Il gruppo qaedista Firqat al-Ghuraba (la Brigata straniera) di Omar Omsen, che raccoglie decine di jihadisti francesi e belgi, si è complimentato con i taleban, definendoli «un modello di pietà e sopportazione», per «la vittoria eclatante dopo anni di pazienza e sacrificio». Diventa chiaro che stiamo assistendo a una strumentalizzazione da parte di al-Qaeda del successo dei taleban per discreditare ulteriormente l’esperienza del califfato del Daesh. La vera domanda da porsi è, infatti, se i taleban abbiano tagliato o meno il cordone ombelicale con al-Qaeda, la cui ospitalità sul territorio afghano ha provocato la caduta del loro regime nel 2001.
Alla conferenza stampa organizzata dagli “studenti” a Kabul, il portavoce del movimento, Zabihullah Mujahid, non ha risposto a una domanda specifica sul tema, limitandosi ad affermare che i taleban non desiderano più vedere militanti stranieri sul suolo afghano. «In realtà – afferma Wassim Nasr, esperto di movimenti radicali – i loro legami sono ancora molto solidi. Al-Qaeda considera che la vittoria sia sua». Le prove sui legami costanti tra le due parti non mancano. Il quotidiano India Today lamenta che i taleban abbiano rilasciato dalle carceri afghane «oltre 2.300 terroristi, inclusi molti capi del Ttp», il movimento dei taleban pachistani, anch’esso legato ad al-Qaeda.
Uno di questi è l’influente capo tribale mollah Faqir Muhammad, che non nasconde i suoi legami personali con Ayman al-Zawahiri. Gli esperti non escludono che i taleban permettano ad alcuni dei capi di al-Qaeda rifugiati in Iran di tornare nel Paese. Diverso il trattamento dei taleban con i reclusi del Daesh, come dimostra la “misteriosa” uccisione di Abu Omar al-Khorasani, già capo della Wilaya (provincia) del Khorasan per conto del Daesh, nel carcere Pul-i Charki di Kabul poco dopo l’ingresso dei taleban nella capitale.

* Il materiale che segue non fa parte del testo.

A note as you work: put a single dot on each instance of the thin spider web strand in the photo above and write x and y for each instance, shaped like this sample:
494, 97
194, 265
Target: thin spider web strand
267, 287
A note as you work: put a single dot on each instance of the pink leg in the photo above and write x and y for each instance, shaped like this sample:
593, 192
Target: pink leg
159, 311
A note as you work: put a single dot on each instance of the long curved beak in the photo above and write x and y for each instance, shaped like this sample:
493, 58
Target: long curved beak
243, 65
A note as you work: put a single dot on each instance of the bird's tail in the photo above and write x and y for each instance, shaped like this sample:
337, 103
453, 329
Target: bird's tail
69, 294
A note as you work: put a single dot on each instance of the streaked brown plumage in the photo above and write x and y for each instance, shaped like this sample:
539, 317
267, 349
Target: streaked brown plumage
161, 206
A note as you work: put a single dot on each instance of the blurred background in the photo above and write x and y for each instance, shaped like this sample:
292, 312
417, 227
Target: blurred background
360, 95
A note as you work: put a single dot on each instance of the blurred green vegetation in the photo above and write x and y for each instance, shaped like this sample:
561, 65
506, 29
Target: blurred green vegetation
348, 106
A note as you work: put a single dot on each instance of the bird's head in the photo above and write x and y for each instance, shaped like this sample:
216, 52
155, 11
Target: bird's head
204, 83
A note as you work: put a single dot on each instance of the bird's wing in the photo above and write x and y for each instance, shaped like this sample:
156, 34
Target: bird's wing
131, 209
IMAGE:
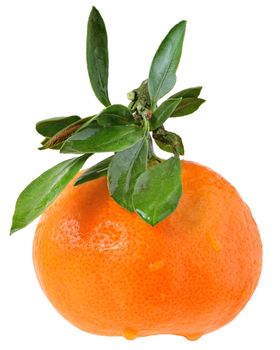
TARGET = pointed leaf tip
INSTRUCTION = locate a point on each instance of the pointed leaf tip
(97, 56)
(162, 76)
(158, 190)
(41, 192)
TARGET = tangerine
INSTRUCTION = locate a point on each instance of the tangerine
(110, 273)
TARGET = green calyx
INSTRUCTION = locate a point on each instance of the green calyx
(138, 180)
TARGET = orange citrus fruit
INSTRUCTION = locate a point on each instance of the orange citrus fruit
(110, 273)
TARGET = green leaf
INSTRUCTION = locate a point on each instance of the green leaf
(187, 106)
(58, 139)
(162, 76)
(97, 56)
(124, 170)
(158, 190)
(163, 112)
(115, 115)
(49, 127)
(191, 92)
(41, 192)
(169, 142)
(98, 170)
(95, 138)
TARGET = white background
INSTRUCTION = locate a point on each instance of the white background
(231, 48)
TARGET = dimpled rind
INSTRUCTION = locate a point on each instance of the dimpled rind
(110, 273)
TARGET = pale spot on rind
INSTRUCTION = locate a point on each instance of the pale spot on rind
(157, 265)
(193, 337)
(215, 243)
(130, 334)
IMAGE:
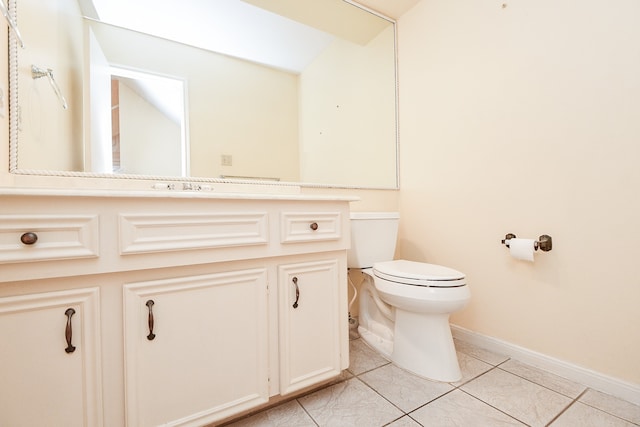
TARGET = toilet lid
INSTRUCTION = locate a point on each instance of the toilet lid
(418, 273)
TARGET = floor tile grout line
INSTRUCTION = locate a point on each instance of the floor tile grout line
(554, 419)
(491, 406)
(604, 411)
(307, 412)
(585, 388)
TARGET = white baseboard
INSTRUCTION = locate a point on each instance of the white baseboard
(603, 383)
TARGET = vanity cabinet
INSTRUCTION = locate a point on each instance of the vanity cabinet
(201, 307)
(309, 326)
(196, 346)
(50, 370)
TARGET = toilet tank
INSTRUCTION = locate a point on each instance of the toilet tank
(373, 238)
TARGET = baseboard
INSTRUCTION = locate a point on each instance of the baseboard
(603, 383)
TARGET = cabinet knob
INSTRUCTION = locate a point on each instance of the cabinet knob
(151, 335)
(295, 282)
(68, 332)
(29, 238)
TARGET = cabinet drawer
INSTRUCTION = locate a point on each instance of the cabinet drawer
(298, 227)
(144, 233)
(56, 237)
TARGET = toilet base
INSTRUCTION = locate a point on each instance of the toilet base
(423, 345)
(381, 345)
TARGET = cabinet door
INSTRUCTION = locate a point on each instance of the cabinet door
(50, 359)
(309, 326)
(196, 347)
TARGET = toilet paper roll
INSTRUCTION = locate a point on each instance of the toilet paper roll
(522, 249)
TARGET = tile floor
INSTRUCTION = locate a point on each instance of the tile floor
(494, 391)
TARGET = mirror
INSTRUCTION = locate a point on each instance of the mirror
(249, 90)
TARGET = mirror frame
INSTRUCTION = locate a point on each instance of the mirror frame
(13, 132)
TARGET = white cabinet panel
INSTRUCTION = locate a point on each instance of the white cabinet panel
(45, 379)
(57, 237)
(142, 233)
(298, 227)
(208, 355)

Daesh non assiste impassibile alla derisione dei suoi rivali. L’ultimo numero (uscito giovedì) di al-Nabaa, organo di stampa del gruppo, si è scagliato contro gli «apostati» che hanno pattuito il passaggio dei poteri con gli americani «negli alberghi di lusso di Doha» invece di proseguire sulla via del Jihad. La rivista ha puntato il dito contro il mullah Baradar, autore dell’accordo con gli Usa, chiamandolo sarcasticamente «mullah Bradley», dal nome del veicolo da combattimento statunitense.
Torna sulla scena, dopo oltre quattro anni di interruzione, anche Inspire, la rivista di propaganda qaedista in lingua inglese. Segno che le due anime del jihadismo si preparano a una lotta ancora più serrata tra di loro. L’Afghanistan, come altre zone calde del pianeta, sono destinate a rimanere a rischio.